Completely understand


----------



## dustyal (Nov 19, 2008)

I have used this type of saw and currently use one… A Skill and a Ridgid, but not craftsman. I have the same issues and problems… another situation is that the arbor is not long enough for dado blade… even though i found a Ridgid dado blade insert… Cuts are fine, but you can never reset the fence parallel after you move it. Rather tedious to reset.

But they got the job done, and now I am moving up… thinking seriously about the Laguna Fusion… duh…


----------



## scruboak51 (Aug 23, 2013)

I have the same saw and have just about all of the same complaints as you. Although, you forgot to mention how wonderful the fence is; its like it was designed specifically to go out of square the moment you clamp it in place.


----------



## baileyst (Jul 19, 2013)

I am also a not so proud owner of this saw. I originally bought it when I was doing remodeling jobs, and it worked ok for that. Then I decided to start building furniture and found out just how bad it was. I could never get the fence to stay square. So after a few frustrating projects it sits in the corner and I went out and bought a delta unisaw.


----------



## nes_matt (Jul 8, 2014)

I have this saw that I bought for home improvement jobs. It is crap for anything more than framing. Tonight, mine caught fire.

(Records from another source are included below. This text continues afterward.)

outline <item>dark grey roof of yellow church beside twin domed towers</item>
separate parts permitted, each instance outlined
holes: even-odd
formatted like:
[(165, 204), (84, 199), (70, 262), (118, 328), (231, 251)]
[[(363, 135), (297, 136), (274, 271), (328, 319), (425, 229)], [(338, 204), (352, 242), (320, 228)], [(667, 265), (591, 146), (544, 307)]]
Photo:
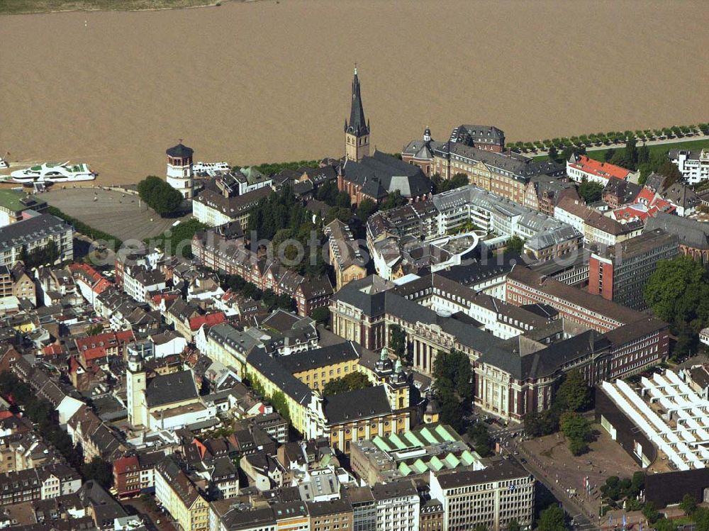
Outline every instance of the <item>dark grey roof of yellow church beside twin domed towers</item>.
[(323, 413), (328, 424), (341, 424), (386, 415), (391, 405), (384, 386), (365, 387), (325, 397)]

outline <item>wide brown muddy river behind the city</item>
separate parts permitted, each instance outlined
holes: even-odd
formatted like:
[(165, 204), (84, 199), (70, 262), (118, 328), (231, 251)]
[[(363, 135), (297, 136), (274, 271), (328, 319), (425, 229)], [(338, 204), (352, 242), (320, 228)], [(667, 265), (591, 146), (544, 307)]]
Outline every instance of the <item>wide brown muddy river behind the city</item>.
[(195, 160), (340, 156), (357, 62), (372, 145), (709, 121), (703, 1), (262, 0), (0, 16), (0, 155), (100, 184)]

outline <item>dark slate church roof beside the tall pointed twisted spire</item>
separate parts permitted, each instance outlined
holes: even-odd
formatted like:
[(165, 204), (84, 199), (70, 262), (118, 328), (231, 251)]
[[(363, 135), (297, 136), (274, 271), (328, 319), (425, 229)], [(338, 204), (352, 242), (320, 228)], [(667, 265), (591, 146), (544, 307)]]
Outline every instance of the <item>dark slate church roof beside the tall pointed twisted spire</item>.
[(430, 194), (432, 182), (414, 164), (406, 164), (396, 157), (374, 151), (372, 157), (361, 161), (345, 161), (342, 165), (345, 179), (362, 186), (362, 192), (374, 198), (400, 191), (404, 197)]

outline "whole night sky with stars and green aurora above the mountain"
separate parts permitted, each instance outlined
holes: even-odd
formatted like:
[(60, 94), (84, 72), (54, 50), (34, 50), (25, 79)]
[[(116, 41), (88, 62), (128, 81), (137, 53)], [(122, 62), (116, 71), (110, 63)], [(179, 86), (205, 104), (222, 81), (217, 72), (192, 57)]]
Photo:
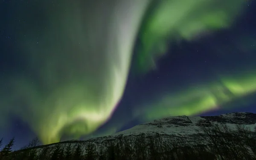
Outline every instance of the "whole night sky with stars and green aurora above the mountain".
[(2, 0), (0, 137), (15, 149), (256, 107), (252, 0)]

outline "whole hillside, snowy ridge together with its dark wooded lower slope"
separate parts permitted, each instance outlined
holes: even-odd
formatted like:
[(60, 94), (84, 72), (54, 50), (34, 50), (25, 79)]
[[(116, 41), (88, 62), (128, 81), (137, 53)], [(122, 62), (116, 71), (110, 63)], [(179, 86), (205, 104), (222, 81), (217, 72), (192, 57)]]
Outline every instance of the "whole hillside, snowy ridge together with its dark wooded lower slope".
[[(256, 114), (254, 113), (235, 112), (219, 116), (171, 116), (136, 125), (133, 128), (106, 137), (41, 145), (15, 153), (19, 155), (24, 151), (27, 154), (30, 151), (36, 151), (37, 155), (44, 154), (44, 160), (50, 160), (52, 154), (56, 152), (56, 148), (62, 151), (69, 148), (73, 154), (79, 148), (81, 149), (79, 154), (83, 155), (82, 157), (92, 160), (101, 159), (101, 157), (104, 157), (103, 159), (109, 159), (110, 157), (110, 159), (116, 160), (120, 158), (123, 160), (154, 158), (164, 160), (170, 158), (182, 159), (179, 158), (179, 154), (190, 153), (191, 149), (200, 147), (198, 151), (191, 152), (198, 154), (194, 155), (198, 160), (202, 156), (199, 154), (204, 151), (207, 157), (210, 154), (215, 154), (215, 157), (209, 156), (212, 157), (212, 160), (215, 160), (221, 159), (221, 154), (224, 154), (224, 151), (225, 154), (233, 155), (238, 154), (235, 153), (235, 149), (242, 151), (244, 148), (247, 150), (247, 154), (254, 156), (256, 143), (251, 143), (256, 142), (255, 127)], [(238, 137), (240, 137), (239, 140), (237, 140)], [(248, 139), (250, 139), (250, 144), (247, 144)], [(241, 145), (242, 142), (244, 142), (243, 145)], [(230, 146), (233, 148), (230, 148)], [(184, 147), (186, 151), (180, 150)], [(253, 147), (255, 147), (255, 152)], [(221, 152), (219, 149), (221, 149)], [(62, 154), (64, 155), (64, 152)], [(93, 154), (93, 158), (88, 158), (88, 154)], [(113, 155), (111, 156), (111, 154)], [(239, 153), (235, 157), (233, 155), (230, 159), (239, 160), (241, 156), (245, 157), (242, 154), (244, 153)], [(183, 159), (186, 159), (184, 155), (182, 156)], [(202, 159), (204, 158), (202, 157)], [(189, 159), (193, 159), (191, 155)], [(250, 157), (245, 159), (250, 160)], [(36, 160), (39, 160), (39, 156)]]

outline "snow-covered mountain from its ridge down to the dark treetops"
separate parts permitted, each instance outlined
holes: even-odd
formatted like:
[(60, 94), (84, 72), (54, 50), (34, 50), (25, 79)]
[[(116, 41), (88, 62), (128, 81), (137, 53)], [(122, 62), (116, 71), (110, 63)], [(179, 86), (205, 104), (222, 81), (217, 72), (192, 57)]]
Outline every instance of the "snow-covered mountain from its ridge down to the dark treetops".
[[(196, 143), (200, 131), (199, 126), (209, 127), (213, 124), (225, 124), (231, 129), (236, 129), (236, 125), (244, 125), (250, 130), (256, 127), (256, 114), (248, 112), (227, 113), (219, 116), (171, 116), (163, 119), (154, 120), (153, 122), (136, 125), (125, 131), (115, 134), (90, 138), (84, 141), (70, 140), (50, 145), (41, 145), (36, 147), (39, 152), (44, 148), (55, 148), (61, 145), (66, 148), (68, 144), (72, 144), (73, 148), (81, 145), (82, 152), (86, 153), (87, 145), (93, 144), (96, 152), (106, 150), (110, 145), (125, 145), (124, 143), (136, 148), (138, 140), (141, 142), (154, 141), (156, 148), (162, 148), (163, 145), (172, 143), (189, 144)], [(197, 142), (198, 143), (198, 142)]]

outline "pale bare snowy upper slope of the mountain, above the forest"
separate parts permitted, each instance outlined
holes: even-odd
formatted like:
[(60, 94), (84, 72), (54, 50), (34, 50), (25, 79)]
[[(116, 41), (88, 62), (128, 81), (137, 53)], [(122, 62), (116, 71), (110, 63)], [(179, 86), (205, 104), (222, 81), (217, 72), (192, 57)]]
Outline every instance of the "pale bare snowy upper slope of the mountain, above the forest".
[(145, 134), (151, 136), (190, 137), (198, 134), (200, 125), (210, 126), (214, 123), (226, 124), (235, 129), (237, 124), (245, 125), (251, 130), (256, 126), (256, 114), (249, 112), (234, 112), (219, 116), (171, 116), (153, 122), (136, 125), (125, 131), (117, 132), (107, 137), (89, 139), (95, 143), (104, 143), (118, 137), (138, 137)]

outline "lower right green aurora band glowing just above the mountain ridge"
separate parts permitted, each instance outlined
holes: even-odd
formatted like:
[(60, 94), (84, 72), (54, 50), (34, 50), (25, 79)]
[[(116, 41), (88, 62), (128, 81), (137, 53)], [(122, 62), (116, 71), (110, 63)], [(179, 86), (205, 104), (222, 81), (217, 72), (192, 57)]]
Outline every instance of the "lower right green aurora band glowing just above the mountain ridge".
[(194, 87), (188, 87), (186, 90), (164, 94), (150, 104), (143, 104), (139, 110), (134, 112), (134, 117), (143, 114), (146, 115), (143, 119), (149, 121), (166, 116), (181, 114), (191, 116), (216, 110), (236, 99), (256, 93), (255, 81), (255, 71), (233, 77), (222, 75), (221, 82), (212, 81), (204, 85), (195, 84)]

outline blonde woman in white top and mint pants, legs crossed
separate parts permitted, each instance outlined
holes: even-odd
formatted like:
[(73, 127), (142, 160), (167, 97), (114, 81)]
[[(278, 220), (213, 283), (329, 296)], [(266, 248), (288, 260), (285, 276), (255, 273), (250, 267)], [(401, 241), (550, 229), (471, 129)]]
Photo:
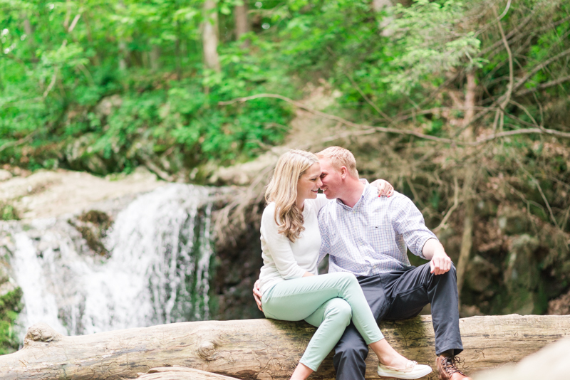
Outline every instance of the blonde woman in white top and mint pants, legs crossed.
[(304, 380), (316, 371), (351, 321), (378, 356), (380, 376), (419, 379), (429, 374), (430, 366), (405, 359), (386, 342), (352, 273), (317, 276), (317, 215), (328, 202), (317, 196), (321, 186), (321, 166), (314, 154), (286, 152), (267, 186), (268, 205), (261, 217), (264, 265), (259, 282), (265, 316), (306, 320), (318, 327), (291, 379)]

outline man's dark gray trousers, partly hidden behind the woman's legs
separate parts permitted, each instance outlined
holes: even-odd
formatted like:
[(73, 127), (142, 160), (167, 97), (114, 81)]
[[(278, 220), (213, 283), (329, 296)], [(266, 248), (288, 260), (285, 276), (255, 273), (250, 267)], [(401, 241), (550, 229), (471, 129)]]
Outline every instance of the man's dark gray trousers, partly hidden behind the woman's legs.
[[(451, 349), (454, 354), (462, 352), (455, 266), (443, 275), (432, 275), (430, 263), (426, 263), (418, 268), (371, 277), (357, 276), (357, 279), (378, 322), (415, 317), (430, 303), (435, 353), (439, 355)], [(400, 354), (405, 356), (404, 352)], [(336, 379), (364, 380), (367, 356), (366, 343), (354, 325), (349, 324), (335, 347)]]

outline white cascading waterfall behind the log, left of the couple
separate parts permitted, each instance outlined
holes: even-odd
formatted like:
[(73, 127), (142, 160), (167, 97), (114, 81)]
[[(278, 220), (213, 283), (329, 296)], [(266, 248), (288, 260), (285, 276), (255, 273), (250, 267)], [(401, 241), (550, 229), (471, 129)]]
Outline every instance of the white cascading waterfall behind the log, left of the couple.
[(207, 320), (211, 213), (211, 189), (155, 189), (118, 213), (103, 241), (108, 258), (88, 254), (66, 218), (4, 226), (23, 331), (40, 321), (75, 335)]

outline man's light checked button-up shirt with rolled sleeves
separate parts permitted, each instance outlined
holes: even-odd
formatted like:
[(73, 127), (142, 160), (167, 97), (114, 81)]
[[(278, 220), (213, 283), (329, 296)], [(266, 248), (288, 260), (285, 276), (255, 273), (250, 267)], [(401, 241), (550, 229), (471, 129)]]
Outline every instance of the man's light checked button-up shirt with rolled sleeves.
[(372, 276), (403, 269), (410, 265), (406, 247), (425, 258), (425, 242), (437, 240), (407, 196), (394, 191), (390, 198), (379, 198), (369, 184), (352, 208), (339, 199), (324, 206), (318, 227), (322, 238), (318, 262), (328, 254), (329, 273)]

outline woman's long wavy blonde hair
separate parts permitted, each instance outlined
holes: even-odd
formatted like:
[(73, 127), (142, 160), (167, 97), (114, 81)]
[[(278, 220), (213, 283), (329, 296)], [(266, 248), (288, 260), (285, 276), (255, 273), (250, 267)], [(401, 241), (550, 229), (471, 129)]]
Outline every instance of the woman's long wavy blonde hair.
[(279, 233), (291, 242), (305, 231), (303, 213), (296, 205), (297, 181), (317, 162), (314, 154), (304, 150), (294, 149), (282, 154), (265, 191), (266, 202), (275, 202), (275, 223)]

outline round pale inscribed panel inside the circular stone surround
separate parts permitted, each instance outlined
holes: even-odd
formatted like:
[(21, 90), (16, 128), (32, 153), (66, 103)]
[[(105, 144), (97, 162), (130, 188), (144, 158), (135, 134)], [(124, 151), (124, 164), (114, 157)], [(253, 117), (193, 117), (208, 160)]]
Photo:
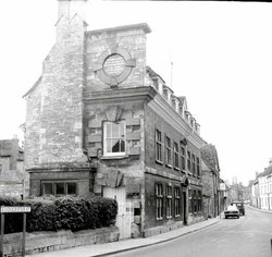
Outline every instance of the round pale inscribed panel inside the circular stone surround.
[(113, 53), (103, 62), (103, 71), (108, 76), (119, 76), (125, 69), (125, 60), (122, 56)]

You can get past the tslot issue by grinding the tabs away and making a sled.


----------



## firefighterontheside (Apr 26, 2013)

I had that basic saw years ago and go a lot done with it, but you have to be vigilant. As you said the wings sag. You need to measure front and back of the blade to the fence to be sure. It wanted to tip over when cutting big pieces of plywood. My advice is use it for a whole and upgrade when you can.


----------